2 and 1/4 cups cake flour, such as Glicks
1 tablespoon baking powder
1/2 teaspoon salt
1/2 cup margarine or butter, softened
1 and 1/2 cups sugar
4 egg whites
2 teaspoons Gefen Vanilla Extract
1 cup parve milk, such as Gefen Almond Milk
10 ounces Kineret Whipped Topping or other dessert topping
1 cup white chocolate chips, melted
1/4 cup strawberry jam, such as Tuscanini Strawberry Fruit Spread
Preheat oven to 350 degrees Fahrenheit. Line bottoms of two nine-inch round cake pans with Gefen Parchment Paper. Lightly grease paper.
Combine flour, baking powder, and salt in a medium-size bowl. Set aside.
Beat margarine and sugar in a large bowl with an electric mixer, at medium speed, until light and fluffy.
Add egg whites, two at a time, beating well after each addition. Add vanilla extract; beat until blended.

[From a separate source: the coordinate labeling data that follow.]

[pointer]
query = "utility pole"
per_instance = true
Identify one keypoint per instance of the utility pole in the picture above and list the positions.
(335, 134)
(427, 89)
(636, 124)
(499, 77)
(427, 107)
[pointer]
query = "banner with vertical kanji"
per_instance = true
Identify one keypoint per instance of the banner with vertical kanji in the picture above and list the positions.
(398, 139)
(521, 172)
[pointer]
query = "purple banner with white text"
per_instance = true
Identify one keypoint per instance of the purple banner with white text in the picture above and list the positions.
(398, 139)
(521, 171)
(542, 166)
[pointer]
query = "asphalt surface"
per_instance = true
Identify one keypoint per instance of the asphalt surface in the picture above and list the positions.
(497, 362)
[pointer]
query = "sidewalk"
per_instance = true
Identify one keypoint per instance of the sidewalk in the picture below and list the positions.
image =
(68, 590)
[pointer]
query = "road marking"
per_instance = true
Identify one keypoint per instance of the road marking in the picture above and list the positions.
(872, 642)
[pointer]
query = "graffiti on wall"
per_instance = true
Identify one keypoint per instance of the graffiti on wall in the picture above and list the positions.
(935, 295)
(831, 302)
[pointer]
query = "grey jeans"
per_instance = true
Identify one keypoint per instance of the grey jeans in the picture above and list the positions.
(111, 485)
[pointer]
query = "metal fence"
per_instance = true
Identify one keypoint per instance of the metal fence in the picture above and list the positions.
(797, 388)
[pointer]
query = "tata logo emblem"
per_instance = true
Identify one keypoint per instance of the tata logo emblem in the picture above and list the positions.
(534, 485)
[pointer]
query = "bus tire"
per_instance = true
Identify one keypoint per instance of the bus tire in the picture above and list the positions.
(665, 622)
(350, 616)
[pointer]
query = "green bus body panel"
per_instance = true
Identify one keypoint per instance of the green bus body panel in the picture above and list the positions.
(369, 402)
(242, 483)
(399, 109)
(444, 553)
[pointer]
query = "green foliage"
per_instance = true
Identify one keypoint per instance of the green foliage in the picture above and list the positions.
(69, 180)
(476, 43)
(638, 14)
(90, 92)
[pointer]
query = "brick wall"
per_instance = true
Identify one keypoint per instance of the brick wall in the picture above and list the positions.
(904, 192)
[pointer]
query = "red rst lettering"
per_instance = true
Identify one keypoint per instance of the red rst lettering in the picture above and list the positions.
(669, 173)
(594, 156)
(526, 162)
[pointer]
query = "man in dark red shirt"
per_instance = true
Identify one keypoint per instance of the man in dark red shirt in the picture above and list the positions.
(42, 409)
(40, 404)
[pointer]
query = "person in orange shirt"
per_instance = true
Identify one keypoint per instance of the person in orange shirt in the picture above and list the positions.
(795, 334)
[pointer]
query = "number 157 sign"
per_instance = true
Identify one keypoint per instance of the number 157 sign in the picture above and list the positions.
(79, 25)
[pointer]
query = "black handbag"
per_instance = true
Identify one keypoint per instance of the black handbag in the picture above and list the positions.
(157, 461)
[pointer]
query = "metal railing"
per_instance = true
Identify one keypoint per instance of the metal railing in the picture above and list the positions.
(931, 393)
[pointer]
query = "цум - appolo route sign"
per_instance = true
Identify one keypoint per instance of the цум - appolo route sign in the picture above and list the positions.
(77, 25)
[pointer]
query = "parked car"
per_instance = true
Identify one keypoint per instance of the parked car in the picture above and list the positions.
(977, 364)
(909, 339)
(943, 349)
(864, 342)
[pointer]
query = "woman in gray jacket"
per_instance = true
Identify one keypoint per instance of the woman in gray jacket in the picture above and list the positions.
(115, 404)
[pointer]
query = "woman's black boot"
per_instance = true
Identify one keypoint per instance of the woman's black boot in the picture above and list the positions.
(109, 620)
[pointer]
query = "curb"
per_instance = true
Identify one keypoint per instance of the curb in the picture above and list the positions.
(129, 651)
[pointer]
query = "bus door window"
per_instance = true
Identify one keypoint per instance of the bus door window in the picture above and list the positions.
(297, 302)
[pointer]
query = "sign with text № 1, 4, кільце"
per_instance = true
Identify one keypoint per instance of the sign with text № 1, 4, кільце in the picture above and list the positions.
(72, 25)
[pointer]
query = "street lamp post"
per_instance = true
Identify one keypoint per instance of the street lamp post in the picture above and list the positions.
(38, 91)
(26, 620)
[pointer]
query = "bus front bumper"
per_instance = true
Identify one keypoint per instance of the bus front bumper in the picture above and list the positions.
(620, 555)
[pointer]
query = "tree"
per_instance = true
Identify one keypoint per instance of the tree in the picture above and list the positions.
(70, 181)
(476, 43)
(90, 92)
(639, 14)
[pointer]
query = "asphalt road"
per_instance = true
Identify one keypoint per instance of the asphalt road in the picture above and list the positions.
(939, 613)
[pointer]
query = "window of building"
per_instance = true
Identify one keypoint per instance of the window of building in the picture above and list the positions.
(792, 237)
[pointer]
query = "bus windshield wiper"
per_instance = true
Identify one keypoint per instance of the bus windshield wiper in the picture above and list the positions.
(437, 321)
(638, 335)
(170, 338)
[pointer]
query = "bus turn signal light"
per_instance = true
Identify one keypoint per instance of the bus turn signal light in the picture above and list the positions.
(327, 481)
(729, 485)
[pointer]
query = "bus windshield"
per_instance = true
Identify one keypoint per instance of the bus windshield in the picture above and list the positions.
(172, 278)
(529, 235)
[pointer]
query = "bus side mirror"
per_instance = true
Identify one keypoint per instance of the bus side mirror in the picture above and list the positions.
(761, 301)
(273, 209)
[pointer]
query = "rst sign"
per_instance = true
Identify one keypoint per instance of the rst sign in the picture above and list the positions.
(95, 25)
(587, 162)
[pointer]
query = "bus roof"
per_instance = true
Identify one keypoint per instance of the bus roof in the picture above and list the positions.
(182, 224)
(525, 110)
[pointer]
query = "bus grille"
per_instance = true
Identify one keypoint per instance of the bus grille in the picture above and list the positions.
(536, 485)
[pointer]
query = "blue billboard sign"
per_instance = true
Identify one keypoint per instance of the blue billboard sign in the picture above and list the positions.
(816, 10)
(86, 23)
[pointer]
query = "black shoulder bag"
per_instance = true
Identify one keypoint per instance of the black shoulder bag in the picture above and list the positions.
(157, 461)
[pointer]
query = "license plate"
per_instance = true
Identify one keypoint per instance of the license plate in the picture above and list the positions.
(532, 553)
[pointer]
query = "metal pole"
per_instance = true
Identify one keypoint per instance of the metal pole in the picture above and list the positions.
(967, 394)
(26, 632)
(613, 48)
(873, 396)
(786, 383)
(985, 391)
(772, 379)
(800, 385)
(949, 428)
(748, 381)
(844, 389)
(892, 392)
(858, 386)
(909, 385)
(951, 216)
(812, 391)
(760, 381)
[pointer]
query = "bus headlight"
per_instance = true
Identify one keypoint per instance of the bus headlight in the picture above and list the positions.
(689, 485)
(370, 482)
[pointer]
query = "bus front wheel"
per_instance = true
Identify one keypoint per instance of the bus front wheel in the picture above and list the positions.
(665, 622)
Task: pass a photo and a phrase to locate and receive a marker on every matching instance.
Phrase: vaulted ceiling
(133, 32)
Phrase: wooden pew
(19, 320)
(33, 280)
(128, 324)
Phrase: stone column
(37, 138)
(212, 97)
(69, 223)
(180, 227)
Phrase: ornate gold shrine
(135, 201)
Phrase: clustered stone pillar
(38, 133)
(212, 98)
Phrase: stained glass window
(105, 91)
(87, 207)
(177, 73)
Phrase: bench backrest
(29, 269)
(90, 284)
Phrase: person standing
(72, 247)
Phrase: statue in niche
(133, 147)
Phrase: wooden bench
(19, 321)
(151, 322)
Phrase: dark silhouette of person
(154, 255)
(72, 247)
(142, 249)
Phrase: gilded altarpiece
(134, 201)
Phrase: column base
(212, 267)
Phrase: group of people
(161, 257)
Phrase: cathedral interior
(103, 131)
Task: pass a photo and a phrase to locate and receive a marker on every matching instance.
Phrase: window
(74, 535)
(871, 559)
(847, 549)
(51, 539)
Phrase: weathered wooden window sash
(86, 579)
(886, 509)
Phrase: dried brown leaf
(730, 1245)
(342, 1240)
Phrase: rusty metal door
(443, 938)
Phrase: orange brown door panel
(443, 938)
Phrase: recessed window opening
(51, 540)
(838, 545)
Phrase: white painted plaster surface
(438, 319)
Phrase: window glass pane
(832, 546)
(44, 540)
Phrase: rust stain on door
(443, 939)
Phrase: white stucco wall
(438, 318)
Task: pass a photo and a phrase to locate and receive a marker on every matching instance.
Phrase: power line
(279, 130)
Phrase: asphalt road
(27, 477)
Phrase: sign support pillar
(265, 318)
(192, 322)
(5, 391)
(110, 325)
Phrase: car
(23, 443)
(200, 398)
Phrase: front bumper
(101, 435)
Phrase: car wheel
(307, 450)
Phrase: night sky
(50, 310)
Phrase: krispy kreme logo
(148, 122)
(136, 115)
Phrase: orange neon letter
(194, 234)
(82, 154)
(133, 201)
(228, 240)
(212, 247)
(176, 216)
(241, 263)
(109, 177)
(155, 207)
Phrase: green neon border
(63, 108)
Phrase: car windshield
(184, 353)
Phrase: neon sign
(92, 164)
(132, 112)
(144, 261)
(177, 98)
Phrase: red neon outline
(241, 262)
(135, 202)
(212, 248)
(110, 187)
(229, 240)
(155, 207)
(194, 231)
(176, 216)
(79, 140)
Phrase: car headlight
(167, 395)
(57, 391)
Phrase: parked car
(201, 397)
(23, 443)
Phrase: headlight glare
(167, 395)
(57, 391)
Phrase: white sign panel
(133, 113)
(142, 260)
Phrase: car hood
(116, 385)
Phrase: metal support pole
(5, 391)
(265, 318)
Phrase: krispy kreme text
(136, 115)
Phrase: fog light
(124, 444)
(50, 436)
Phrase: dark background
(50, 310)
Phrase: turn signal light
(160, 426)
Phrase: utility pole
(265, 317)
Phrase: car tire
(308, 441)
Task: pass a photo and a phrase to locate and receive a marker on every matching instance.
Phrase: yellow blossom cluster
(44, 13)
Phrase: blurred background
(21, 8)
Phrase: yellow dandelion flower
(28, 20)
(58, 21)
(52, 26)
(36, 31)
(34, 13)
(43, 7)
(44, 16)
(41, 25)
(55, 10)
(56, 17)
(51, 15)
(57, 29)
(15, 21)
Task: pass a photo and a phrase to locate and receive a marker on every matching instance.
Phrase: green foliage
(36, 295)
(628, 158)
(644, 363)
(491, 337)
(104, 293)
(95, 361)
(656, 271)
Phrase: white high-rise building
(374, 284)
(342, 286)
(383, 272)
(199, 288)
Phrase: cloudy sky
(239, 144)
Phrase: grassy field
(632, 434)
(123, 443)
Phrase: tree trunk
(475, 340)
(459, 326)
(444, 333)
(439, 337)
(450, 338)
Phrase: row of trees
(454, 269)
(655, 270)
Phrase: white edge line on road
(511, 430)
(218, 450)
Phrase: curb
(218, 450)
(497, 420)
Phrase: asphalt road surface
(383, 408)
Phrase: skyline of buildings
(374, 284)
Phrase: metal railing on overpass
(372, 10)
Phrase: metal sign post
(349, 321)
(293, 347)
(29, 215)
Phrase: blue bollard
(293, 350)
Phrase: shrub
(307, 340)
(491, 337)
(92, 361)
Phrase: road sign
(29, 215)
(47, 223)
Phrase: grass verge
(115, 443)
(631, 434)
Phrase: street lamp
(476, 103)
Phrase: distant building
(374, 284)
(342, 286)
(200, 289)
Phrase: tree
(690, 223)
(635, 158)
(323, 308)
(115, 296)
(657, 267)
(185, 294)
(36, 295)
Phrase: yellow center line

With electric mixer at low speed, add the flour mixture to the batter, alternating with the pareve milk, beating well after each addition. Pour batter evenly into prepared pans.
Bake 25 minutes or until wooden toothpick inserted into the center comes out clean.
Cool layers in pans for 10 minutes. Loosen edges and invert layers onto a rack to cool completely.
Beat dessert topping in a medium-size bowl with an electric mixer until it stiffens and forms a peak.
With mixer at low speed, beat melted chocolate into topping.
Add jam; beat until blended.
Chill 15 minutes or until the mixture reaches spreading consistency.
When cakes are cooled, place one cake layer on a serving platter. Spread with Strawberry Frosting. Top with second cake layer.
Frost top and sides of cake with remaining frosting.